この法案は「One Big Beautiful Bill Act(大きく美しい1つの法案)」と呼ばれ、米議会予算局(CBO)によれば、今後10年間で歳出を1.25兆ドル削減する一方、歳入は3.67兆ドル減少すると見込まれている。その結果、差し引きで財政赤字は2.4兆ドル拡大し、米国の債務残高はGDP比で123.8%に達する見通しである。なお、CBOは2025年末時点の債務残高を29兆ドル、GDP比101.7%と推計している。

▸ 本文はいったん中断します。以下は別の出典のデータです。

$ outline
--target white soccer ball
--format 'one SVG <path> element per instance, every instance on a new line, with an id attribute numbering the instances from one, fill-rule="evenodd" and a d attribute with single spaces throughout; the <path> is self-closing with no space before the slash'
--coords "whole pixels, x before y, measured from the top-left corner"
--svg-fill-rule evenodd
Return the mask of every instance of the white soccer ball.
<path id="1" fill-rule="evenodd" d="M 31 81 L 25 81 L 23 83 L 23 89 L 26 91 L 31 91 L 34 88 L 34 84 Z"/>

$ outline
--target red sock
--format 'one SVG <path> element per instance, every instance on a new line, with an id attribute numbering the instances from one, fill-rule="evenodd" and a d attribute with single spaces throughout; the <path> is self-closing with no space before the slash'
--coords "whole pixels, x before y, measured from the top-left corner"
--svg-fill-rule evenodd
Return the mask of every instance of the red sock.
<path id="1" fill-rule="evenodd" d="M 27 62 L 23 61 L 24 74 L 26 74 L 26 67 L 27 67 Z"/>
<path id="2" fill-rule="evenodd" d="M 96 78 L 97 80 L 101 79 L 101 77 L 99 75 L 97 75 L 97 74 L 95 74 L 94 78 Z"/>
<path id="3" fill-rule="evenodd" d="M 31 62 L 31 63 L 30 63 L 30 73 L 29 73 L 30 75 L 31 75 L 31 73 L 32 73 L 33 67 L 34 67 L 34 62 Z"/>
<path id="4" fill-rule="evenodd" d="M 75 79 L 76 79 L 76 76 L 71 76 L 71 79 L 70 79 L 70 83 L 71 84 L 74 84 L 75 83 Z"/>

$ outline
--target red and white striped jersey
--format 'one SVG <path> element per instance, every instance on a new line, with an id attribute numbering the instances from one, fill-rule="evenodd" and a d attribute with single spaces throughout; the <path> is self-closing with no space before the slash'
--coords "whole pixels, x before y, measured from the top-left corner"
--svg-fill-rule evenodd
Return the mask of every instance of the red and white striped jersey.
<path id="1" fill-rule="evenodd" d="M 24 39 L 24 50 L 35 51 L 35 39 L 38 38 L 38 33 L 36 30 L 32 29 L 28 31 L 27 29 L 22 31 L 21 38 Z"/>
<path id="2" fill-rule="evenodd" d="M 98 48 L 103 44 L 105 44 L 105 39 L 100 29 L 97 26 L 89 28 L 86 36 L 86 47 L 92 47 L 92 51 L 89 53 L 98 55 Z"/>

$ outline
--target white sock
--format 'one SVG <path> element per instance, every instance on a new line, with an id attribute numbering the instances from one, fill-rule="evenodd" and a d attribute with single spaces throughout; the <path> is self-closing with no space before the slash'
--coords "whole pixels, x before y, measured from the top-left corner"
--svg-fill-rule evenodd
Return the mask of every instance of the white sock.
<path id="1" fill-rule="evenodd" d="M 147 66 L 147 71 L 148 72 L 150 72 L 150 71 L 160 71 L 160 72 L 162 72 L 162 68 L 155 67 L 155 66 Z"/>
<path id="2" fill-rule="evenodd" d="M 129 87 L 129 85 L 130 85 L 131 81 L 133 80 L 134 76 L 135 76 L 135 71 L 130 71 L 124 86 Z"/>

法案は、7月4日の独立記念日までの成立を目指して上院で審議中である。最大の焦点は、法案による財政赤字の拡大に対する懸念だ。一方でCBOは、関税収入によって少なくとも2.8兆ドルの赤字削減が見込まれるとも試算している。トランプ政権及び議会共和党指導部は、関税収入によって予算パッケージによる財政赤字の拡大は相殺されると主張しており、赤字拡大の批判を回避しようと努めているようだ。